The results of this pilot cruise demonstrated the utility of a dye tracer to investigate mixing and circulation at the foot of the shelfbreak front in the Middle Atlantic Bight. It resolved water displacements of 3-4 km relative to the frontal boundary even when during the course of the observation the front was displaced 12-15 km onshore. It has revealed a heretofore undetected onshore flow responsible for convergence within the frontal boundary. The reason that this onshore flow was not detected by moored current meters is now clear. In the Chapman and Lentz (1994) model the onshore flow is weak and confined to the foot of the front while on both sides of the front the BBL flow is offshore. Since the front undergoes cross-shelf excursions that exceeds its width any moored current meter will predominantly sample the offshore flow regime.
Details of the flow field suggested in Fig. 4 requires further confirmation. A subsequent cruise is scheduled involving more careful and controlled dye injection into the BBL on both sides of the convergence zone to refine the flow patterns inferred from this pilot cruise.

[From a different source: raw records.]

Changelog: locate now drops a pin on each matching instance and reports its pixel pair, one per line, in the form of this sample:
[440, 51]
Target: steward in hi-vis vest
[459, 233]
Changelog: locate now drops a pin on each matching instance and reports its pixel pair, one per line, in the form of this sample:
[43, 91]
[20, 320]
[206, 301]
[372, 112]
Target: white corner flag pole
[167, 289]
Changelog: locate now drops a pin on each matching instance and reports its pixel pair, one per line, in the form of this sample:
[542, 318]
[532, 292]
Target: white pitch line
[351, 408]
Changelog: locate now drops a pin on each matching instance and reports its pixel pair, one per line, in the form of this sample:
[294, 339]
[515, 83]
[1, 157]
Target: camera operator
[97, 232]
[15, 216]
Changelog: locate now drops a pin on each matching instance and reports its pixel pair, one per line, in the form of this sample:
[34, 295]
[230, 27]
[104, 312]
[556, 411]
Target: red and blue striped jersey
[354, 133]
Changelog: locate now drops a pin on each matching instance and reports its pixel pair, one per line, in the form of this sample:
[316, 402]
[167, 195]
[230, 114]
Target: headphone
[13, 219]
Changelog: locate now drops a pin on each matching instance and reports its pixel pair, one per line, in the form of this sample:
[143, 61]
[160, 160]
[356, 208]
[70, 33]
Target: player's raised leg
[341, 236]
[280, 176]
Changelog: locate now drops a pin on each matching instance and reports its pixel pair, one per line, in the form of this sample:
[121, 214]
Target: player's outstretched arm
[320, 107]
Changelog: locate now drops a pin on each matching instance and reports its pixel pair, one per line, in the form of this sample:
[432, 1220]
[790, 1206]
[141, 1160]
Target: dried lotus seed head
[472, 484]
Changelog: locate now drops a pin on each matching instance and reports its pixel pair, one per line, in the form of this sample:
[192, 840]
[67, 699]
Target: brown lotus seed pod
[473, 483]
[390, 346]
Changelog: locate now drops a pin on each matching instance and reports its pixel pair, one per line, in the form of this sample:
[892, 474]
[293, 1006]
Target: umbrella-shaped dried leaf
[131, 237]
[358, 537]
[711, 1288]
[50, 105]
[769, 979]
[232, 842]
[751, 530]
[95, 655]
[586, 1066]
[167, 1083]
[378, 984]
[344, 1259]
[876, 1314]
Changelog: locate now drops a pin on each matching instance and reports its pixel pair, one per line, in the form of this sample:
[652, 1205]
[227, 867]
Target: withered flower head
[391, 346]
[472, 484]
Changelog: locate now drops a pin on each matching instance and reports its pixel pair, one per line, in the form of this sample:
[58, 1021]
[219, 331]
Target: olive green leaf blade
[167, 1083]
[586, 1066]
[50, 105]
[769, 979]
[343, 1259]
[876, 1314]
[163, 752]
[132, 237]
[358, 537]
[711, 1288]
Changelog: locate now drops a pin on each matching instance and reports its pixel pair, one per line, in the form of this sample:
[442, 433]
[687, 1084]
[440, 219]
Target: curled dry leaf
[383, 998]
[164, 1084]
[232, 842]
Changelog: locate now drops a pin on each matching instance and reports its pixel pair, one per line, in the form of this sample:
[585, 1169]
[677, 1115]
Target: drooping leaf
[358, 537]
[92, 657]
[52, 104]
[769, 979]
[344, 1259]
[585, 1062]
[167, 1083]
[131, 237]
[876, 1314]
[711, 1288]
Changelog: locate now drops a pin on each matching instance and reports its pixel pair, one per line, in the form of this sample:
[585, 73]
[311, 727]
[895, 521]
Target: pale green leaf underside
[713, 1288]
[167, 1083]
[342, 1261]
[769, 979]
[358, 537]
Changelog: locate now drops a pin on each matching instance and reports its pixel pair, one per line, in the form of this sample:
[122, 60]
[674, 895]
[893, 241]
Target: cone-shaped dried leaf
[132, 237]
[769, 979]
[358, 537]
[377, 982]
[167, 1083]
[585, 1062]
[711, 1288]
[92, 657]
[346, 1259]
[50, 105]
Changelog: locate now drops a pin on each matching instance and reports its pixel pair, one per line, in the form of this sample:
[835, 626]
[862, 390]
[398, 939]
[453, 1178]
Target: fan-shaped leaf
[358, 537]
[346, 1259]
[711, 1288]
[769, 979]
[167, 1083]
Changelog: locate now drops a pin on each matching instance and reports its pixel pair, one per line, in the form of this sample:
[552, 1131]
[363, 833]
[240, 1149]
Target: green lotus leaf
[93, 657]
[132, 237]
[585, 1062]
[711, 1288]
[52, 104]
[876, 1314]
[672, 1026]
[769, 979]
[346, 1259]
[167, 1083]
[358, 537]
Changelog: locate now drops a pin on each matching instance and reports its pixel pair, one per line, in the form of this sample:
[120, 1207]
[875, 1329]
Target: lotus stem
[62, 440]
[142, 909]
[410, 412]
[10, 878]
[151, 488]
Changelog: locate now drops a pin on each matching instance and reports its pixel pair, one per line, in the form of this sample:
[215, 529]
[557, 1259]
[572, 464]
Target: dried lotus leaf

These observations and their apparent confirmation of model predictions by Chapman and Lentz (1994) indicate the importance of the BBL to both frontal dynamics and to shelf-slope exchange processes. It is in the BBL at the foot of the front where large T-S gradients imposed by the frontal boundary and turbulent energy derived from bottom boundary friction combine to induce strong diapycnal mixing.